三菱ガス化学が事業再編を加速する狙い
三菱ガス化学は子会社の統合など事業再編を加速する。完全子会社の日本ユピカ(東京都千代田区)と日本ファインケム(同)を統合する検討を始めた。ホルマリン事業に関しては、販売に関する一部事業を完全子会社のMGCウッドケム(WCM、東京都千代田区)に移管することを決めた。三菱ガス化学グループとして効率的な経営体制の構築や相乗効果の創出などを狙う。
日本ユピカと日本ファインケムの統合については、時期を含めて検討する。日本ファインケムの坂出工場(香川県坂出市)で日本ユピカ製品を生産するといった生産面での有効活用を想定する。三菱ガス化学は3月末に、東洋紡が保有する日本ユピカの株式を取得して完全子会社化しており、事業改革に向けた下地を整えてきた。
ホルマリン事業では、ホルマリン、ホルマロール、ホルマリン安定剤の販売に関する事業について段階を経て2024年4月にはWCMに移管する予定。合理化によって事業の収益改善を図る考え。
三菱ガス化学は関係会社の再編などを通じて、事業環境の変化に対応した経営基盤の強化に取り組む方針だ。その一環として4月には三菱エンジニアリングプラスチックス(東京都港区)の株式を追加取得し、連結子会社化。三菱エンプラをポリカーボネート樹脂に特化した会社とし、高付加価値化を進めて差別化する考え。ポリアセタール樹脂事業などについては、子会社のグローバルポリアセタール(東京都港区)に統合した。

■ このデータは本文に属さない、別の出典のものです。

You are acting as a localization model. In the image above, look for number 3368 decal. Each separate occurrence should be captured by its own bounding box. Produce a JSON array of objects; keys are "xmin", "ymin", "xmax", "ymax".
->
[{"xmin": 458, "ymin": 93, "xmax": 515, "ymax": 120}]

藤井政志社長が「事業ポートフォリオの改革は順調に進んでいる」と話すように、23年度を最終年度とする中期経営計画で自己資本利益率(ROE)9%以上(22年度は8・3%)などの目標達成がみえてきた。今後は合理化で生み出した経営資源をより半導体材料などの成長分野に振り向けられるかが経営基盤の一層の強化のカギになりそうだ。